Researchers have discovered a faster, cheaper method for the diagnosis of tuberculosis (TB). A major barrier in TB prevention, especially in developing countries, is that diagnosis is slow and costly. Dr Olivier Braissant and his colleagues have developed a method which could potentially decrease the time taken to make a diagnosis. Their method is also cheaper than the current fastest methods. This research has been published today in the Society for Applied Microbiology's Journal of Applied Microbiology.
The bacterium which causes TB is called Mycobacterium tuberculosis and diagnosis of this disease is often done by growing and examining the bacteria in a laboratory. This process is slow and can take up to 57 days.
Faster methods have been developed, but these tend to be very expensive and are, therefore often unavailable in developing countries. Dr Braissant and his colleagues used a microcalorimeter to detect the growth of Mycobacterium tuberculosis. This method proved to be faster than growing the bacteria in the lab and as fast as other more expensive methods (between 5.5 and 12.5 days).
Microcalorimeters, like the one used in this research, measure the heat given off during a chemical, physical or biological process, in this case when the bacteria grow. They convert this tiny temperature rise into an electrical signal which can be amplified and recorded by a computer. This then produces a graphical footprint which is unique to each species of bacteria.
As multiple samples from the same person can be tested at the same time using the microcalorimeter it is also possible to test drug susceptibilities of the bacteria. This is done by measuring the growth of different samples in the presence of different antibiotics: if no growth is detected with one antibiotic, this drug can be used to fight the infection. With the growing resistance of TB to antimicrobials, this is essential.

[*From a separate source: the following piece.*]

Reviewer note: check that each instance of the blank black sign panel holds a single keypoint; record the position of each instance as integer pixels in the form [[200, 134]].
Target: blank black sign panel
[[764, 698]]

A further important feature of this method is that it uses readily available, cheap materials. Other fast TB detection methods often use consumables such as fluorescent or radioactive probes, meaning that every individual test comes at a significant cost. This is on top of the initial cost of the equipment, which can be around $39,000 (US). Whilst relatively inexpensive microcalorimeters are commercially available, a recent study1 estimated that a simple calorimeter can be built for around $1000 (US).
Dr Braissant and his team have shown this new method works in a laboratory setting, but this is not necessarily representative of the way it would work in outside world. So the next step is to test their method outside the lab.
"Microcalorimeters have already been shipped to Tanzania and we hope to start a first validation of our approach in the field before the end of the year" Dr Braissant explained.
One third of the world's population are infected with TB and in 2009 there were 1.7 million deaths from the disease. The highest number of these deaths was in Africa. TB is spread through the air via sneezing, coughing and spitting and it is estimated that every untreated person infects between 10 and 15 people per year. Prompt and affordable diagnosis is therefore essential. This new technique could potentially provide a method for the rapid diagnosis of TB and due to the relatively low cost, it could be used worldwide.